AI Labs · updated 2026-06-03 · methodology v2.1

CFTC Digital Asset Collateral Staff Guidance 2025: Hallucination Patterns in Claude Opus 4.7 and Claude Sonnet 4.6

Condition-sunset misclassification and fabricated amendment provenance are the dominant failure surfaces across both Claude Opus 4.7 and Claude Sonnet 4.6 on the CFTC's Digital Asset Collateral No-Action Relief and Tokenized Asset Staff Guidance (Market Participants Division, December 2025). Both models incorrectly classified the weekly digital asset holdings reporting obligation as a condition that terminates at the end of the pilot's initial three-month phase — when the regulator's text is unambiguous that it persists.

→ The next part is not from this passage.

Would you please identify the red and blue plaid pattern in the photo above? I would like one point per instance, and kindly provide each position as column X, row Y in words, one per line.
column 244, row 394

Separately, both models reconstructed details of a subsequent staff letter amendment — including a specific reissuance date and the nature of the definitional change — from inference rather than the regulator's record, with Claude Opus 4.7 additionally fabricating the reissuance date entirely. The pattern signals a structural problem: where a recent regulatory instrument introduces a phased obligation structure with partial sunset provisions, models appear to over-generalise the sunset to the entire condition set rather than tracking the specific carve-outs the regulator specified — a failure mode that compounds when the instrument post-dates the model's training horizon.

When this affects AI Labs

The CFTC's December 2025 digital asset collateral framework is being actively operationalised by futures commission merchants, digital asset custodians, payment stablecoin issuers, and fintech compliance teams right now. These are precisely the users who route high-stakes regulatory questions to frontier models expecting authoritative answers. An FCM asking whether its weekly reporting obligation persists after the pilot's initial phase, or a stablecoin issuer asking which staff letter is operative for margin acceptance and what the eligibility hook is for its charter type, is not doing exploratory research — they are building compliance procedures.

A confident wrong answer from the model is a compliance procedure built on a false premise.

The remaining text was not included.